Bin Laden no longer operational, claims terror judge
Osama bin Laden is not able to order operations from his hideout in Central Asia and focuses solely on trying to evade capture, one of Europe’s top anti-terrorism officials said Friday.
“As things stand today, with the pressure being exerted against this person and the leadership of al-Qaida, it would be hard to believe that he could still be operational and capable of giving orders,” Spanish Judge Baltasar Garzon said at the Conference on Transnational Crime in Monaco.
But the threat of terrorism has not dissipated despite bin Laden’s isolation, Garzon said, because other leaders have emerged that can finance and direct groups independently of the terrorist leader.

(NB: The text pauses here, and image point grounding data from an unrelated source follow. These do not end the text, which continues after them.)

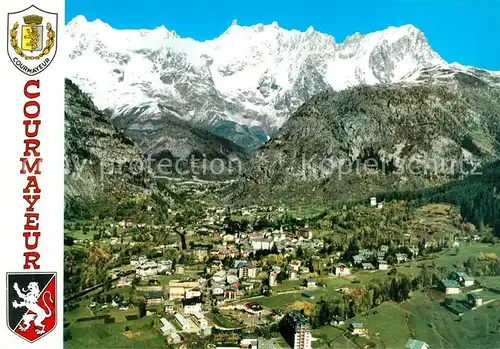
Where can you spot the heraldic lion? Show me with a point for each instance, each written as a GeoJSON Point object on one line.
{"type": "Point", "coordinates": [30, 298]}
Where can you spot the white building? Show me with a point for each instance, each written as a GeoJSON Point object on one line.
{"type": "Point", "coordinates": [192, 305]}
{"type": "Point", "coordinates": [262, 244]}
{"type": "Point", "coordinates": [272, 278]}
{"type": "Point", "coordinates": [382, 265]}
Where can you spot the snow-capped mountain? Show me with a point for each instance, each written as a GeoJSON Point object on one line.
{"type": "Point", "coordinates": [242, 85]}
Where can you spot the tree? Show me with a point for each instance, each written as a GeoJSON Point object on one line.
{"type": "Point", "coordinates": [281, 277]}
{"type": "Point", "coordinates": [142, 309]}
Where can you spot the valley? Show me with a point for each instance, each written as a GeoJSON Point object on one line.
{"type": "Point", "coordinates": [345, 193]}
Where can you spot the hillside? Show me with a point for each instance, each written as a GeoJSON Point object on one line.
{"type": "Point", "coordinates": [165, 136]}
{"type": "Point", "coordinates": [104, 172]}
{"type": "Point", "coordinates": [367, 139]}
{"type": "Point", "coordinates": [242, 85]}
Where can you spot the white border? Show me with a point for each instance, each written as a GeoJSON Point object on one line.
{"type": "Point", "coordinates": [51, 180]}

“Al-Qaida converted itself into an ideology, and became a reference point, a franchise for other groups that no longer need its instructions,” Garzon said.
Bin Laden went into hiding during the US-led invasion of Afghanistan in late 2001. He is believed to be among sympathisers in Pakistan’s rugged tribal areas along the Afghan border, where Pakistan has deployed 70,000 troops to pursue him and their followers.
In Spain, Garzon has indicted 41 suspected al-Qaida members, some of them accused of providing financing and logistics for the suicide airliner attacks on the World Trade Centre and the Pentagon.
Last month, Spain and France agreed to create a joint police team to investigate al-Qaida financing in Spain – a staging ground for the September 11, 2001 terror attacks against the United States and the scene of a deadly train bombing in March by militants linked to bin Laden’s organisation.